Putty Serial Monitor for Arduino

I have found that the serial monitor provided by the arduino SDK is very useful for monitoring what your arduino is doing but can be limited with how it outputs the data essecially if you have very fast streams of serial data using the highest baud rate available. It starts to become a bit much to monitor with the naked eye if you cannot use delay fuctions so why no have some sort of static tabular form for your variables?

Unfortunately the Arduino serial monitor doesn't seem to support this sort of functionality, fortunelty I have a very simple and quick solution to this formatting problem.

Using the popular freeware program putty we can monitor our USB COM ports just as easily as we can with the built in serial monitor. It will take second to download and requires no installation. Best of all it can be used for other application environments such as monitoring networks or remotely accessing computers so it is worth downloading this small but powerfull program.

Using the puTTy program we can set up our serial monitor with a lot more formatting options for monitoring lots of changing data in a managable structure such as tables. Best of all it requires barely any change to the arduino code, apart from telling the terminal how to ouput the data with nothing more than some additions to our Serial.print() functions.

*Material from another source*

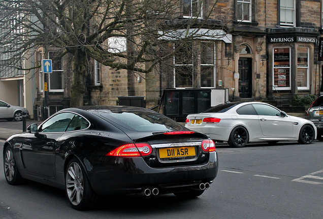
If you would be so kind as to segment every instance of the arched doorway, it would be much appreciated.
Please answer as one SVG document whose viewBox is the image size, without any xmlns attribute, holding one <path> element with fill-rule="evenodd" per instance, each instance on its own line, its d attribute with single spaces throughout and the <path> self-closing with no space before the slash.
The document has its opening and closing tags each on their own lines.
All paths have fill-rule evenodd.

This is what you will see by default when you start the program, in order to monitor your arduino you will need to click the radio button labeled 'Serial' on the right hand side of the window. This will take you to the serial monitor context options.
Now in order to show your Arduino data you need to check two things on the Arduino SDK one is what 'COM' port your arduino comunicates on (it should tell you under Tools/Serial Port) you need to know this anyway in order to upload your code. Simply change this to COM(port number) e.g. COM4 to monitor on the correct port or putty will output an error when you try to run it.

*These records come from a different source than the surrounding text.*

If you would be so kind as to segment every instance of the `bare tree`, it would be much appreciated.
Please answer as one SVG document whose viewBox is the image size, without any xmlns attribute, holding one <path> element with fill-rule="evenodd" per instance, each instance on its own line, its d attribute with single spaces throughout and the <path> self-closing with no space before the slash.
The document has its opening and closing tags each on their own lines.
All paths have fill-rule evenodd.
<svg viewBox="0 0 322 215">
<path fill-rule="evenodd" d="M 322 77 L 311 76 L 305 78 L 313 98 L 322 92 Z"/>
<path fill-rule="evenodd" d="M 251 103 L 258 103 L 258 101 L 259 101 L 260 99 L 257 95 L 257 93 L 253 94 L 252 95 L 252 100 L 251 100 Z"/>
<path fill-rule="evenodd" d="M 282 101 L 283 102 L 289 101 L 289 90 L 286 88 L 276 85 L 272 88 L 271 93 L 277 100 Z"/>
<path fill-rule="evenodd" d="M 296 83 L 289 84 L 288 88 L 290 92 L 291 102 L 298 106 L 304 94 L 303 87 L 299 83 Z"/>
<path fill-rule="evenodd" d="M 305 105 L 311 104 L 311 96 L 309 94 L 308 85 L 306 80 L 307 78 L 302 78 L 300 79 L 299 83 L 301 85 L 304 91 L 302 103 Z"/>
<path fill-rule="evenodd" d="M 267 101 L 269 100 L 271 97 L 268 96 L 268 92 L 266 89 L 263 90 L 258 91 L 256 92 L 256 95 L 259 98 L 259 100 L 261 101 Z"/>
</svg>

The other think you need to know is what speed your Arduino is outputting at so when you start your serial communication in your code (e.g. Serial.begin(9600)) putty seems to default to 9600 anyway so you may not need to change this number if you have declared it as so in your code.

This next step is simple, upload your code using the Arduino SDK 'upload' button, then once it has done use the 'open' button on the putty window to initialise the serial monitor. You should see something that looks like the MS-DOS prompt recording your arduino outputs.

Seemingly pointless at the moment yes, but if we want to put our outputs in a specific format this is where using this method becomes advantageous...


Now if we want to tabulate our data in a contantly updating format all that needs to be done is to tell the putty serial monitor what we want done, this is where using this method is better than using the defaut Arduino serial monitor.

To give command to putty we just send it messages via the Serial.print() method.
Putty comands ussaly start with sending the ESC key in ascii format to do this we add a line in the arduino code:
Serial.write(27); (27 is the ESC key in ascii)

After the ESC key we then send our putty commnd, in order to constantly update in the same data format we need to return the putty terminal cursor to the top left corner of the window by writing:
Serial.writ("[H"); (returns the cursor to home)

By doing this the cursor will constantly update the data in the window by overwriting what was there originally. This will allow us to use a loop to dynamically probe and output our data in a more static  (non-scrolling) tabular format, making it much easier to read in monitor lots of constantly changing data.